彼を見るなり、その胸の中に飛び込んだ彼女は……その勢いのまま彼を押し倒し、唇を奪った。
「んんっ……!!」
「んちゅ、ぴちゅ、ちゅるぅっ……♪」
慎太郎は困惑の表情を浮かべながら、美音は恍惚の表情を浮かべながら。
美音の舌が慎太郎の中に入り込んで、慎太郎の口の中でさながら赤い物を見た牛のように暴れ回る。
「んじゅる、ぷはっ……♪やっぱり、シンタローは美味しいのでしゅ……♪」
「はぁっ、はぁっ……美音、何で……」
満足そうに口を離した美音に、慎太郎は息も絶え絶えに疑問の言葉を送る。
「どうしてもこうしても、わたしもう待ちきれないのでしゅ!!シンタロー、わたしと交尾をするのでしゅー!!」
「だ、だから……!!俺だってしたくない訳じゃないけど、今日も忙しいんだって……!!」
課題の事を考えて必死に抵抗する慎太郎。
上に乗っている美音は、そこで体を少し足の方へと後退させた。
そこで見た物に、美音は子供ながらに不敵な笑みを浮かべる。
「ふっふっふ……いいんでしゅか、本当に?シンタローのここは、わたしと早く交尾したいって言ってるでしゅよ?」
「うっ……!?そ、そこは……!!」
いろはによる『案内』の成果は、ここでもきっちりと発揮されていたらしい。
キスだけでこの小さな体に欲情した、その事実が幼くとも魔物である彼女の欲望に火を付けてしまっていた。
ズボンの下から張られたテントを、優しい手がやわやわと撫でる。
ズボン越しとはいえ久しぶりに触れた女の子の手の感触に、慎太郎は力が抜けるような気持ちよさを味わった。
「いいでしゅか!?いいでしゅよね!!シンタロー、今日はもう寝かせないのでしゅ!!」
赤い色を見てもいないのにすっかり興奮した美音の手にかかれば、男のズボンをすぐに脱がすことなど雑作もないことであった。

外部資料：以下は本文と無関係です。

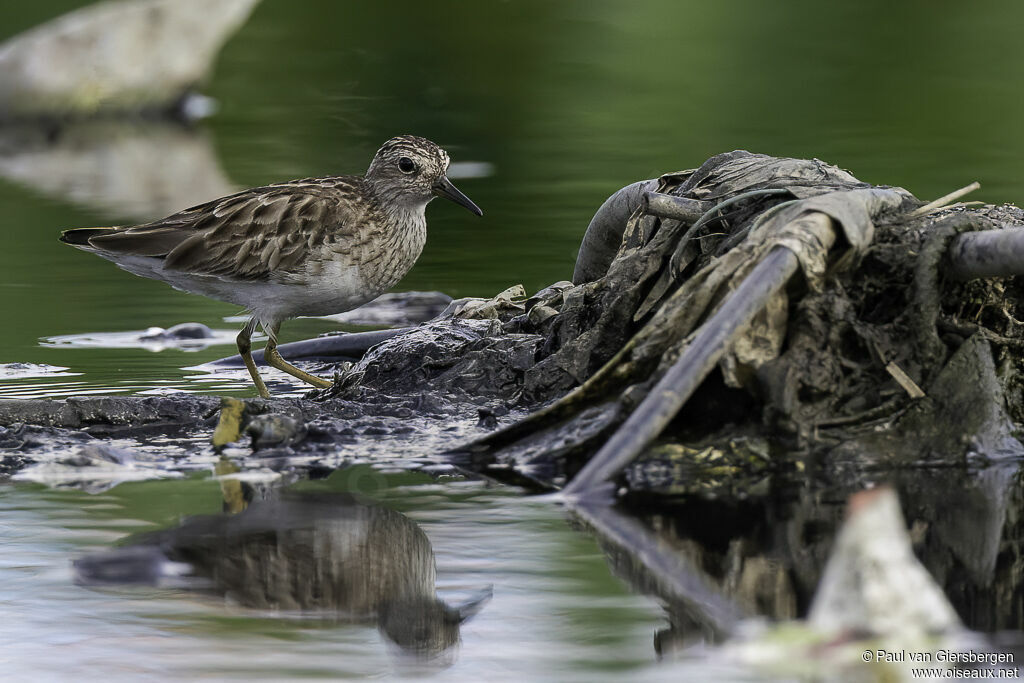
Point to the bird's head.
(414, 169)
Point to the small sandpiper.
(309, 247)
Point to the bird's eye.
(406, 165)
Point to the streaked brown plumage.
(309, 247)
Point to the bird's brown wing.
(249, 235)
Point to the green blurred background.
(566, 101)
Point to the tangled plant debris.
(744, 310)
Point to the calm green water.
(566, 101)
(560, 103)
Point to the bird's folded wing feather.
(249, 235)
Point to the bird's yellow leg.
(245, 349)
(273, 359)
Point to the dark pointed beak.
(443, 187)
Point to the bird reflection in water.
(325, 555)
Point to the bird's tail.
(80, 236)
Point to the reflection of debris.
(185, 336)
(97, 467)
(322, 554)
(141, 169)
(19, 371)
(872, 595)
(872, 584)
(123, 55)
(179, 332)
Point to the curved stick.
(604, 235)
(700, 356)
(987, 254)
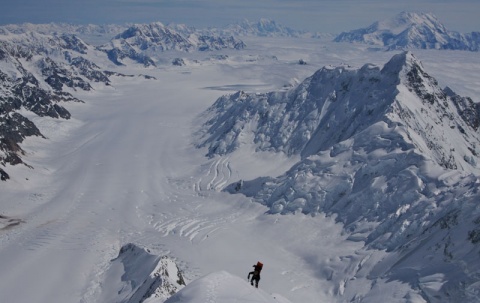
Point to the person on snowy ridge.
(255, 273)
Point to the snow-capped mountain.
(38, 73)
(262, 28)
(141, 42)
(387, 151)
(223, 287)
(409, 30)
(137, 275)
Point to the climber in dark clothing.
(255, 274)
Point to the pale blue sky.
(313, 15)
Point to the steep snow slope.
(222, 287)
(122, 170)
(387, 151)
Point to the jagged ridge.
(409, 30)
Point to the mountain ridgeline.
(410, 30)
(387, 151)
(41, 67)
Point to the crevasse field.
(124, 170)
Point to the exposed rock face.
(385, 150)
(143, 275)
(142, 41)
(410, 30)
(37, 74)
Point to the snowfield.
(124, 172)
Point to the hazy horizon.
(310, 15)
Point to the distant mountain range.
(388, 152)
(409, 30)
(140, 41)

下半身から感じる寒気に、慎太郎の背筋もまた寒くなる。
「ちょ、落ち着けって!!話せばわか……!!」
「落ち着かないのでしゅ!!何を言われたって、わたしは止まらないのでしゅ!!」
好きな相手の息子以外を視界から外して、美音は元気よく叫ぶ。
……いろはと話して、気付いたことがあった。
美音の事が本当はずっと大好きで、でも中々素直にはなってくれない自分の好きな相手。
ずっと逃げ続けていた彼に対して、その背中を追い続けたあの時の自分が覚えた感情。
「覚悟するでしゅよ、シンタロー♪」
何と言われようと、美音は慎太郎を追いかけている時が一番興奮するのだ。
反論を許すまでもなく、慎太郎自身は最愛の恋人の中に飲み込まれた。
「覚悟って、それなんかちが……アッーーー!!」
この日、騒がしい声が町中に響き渡った。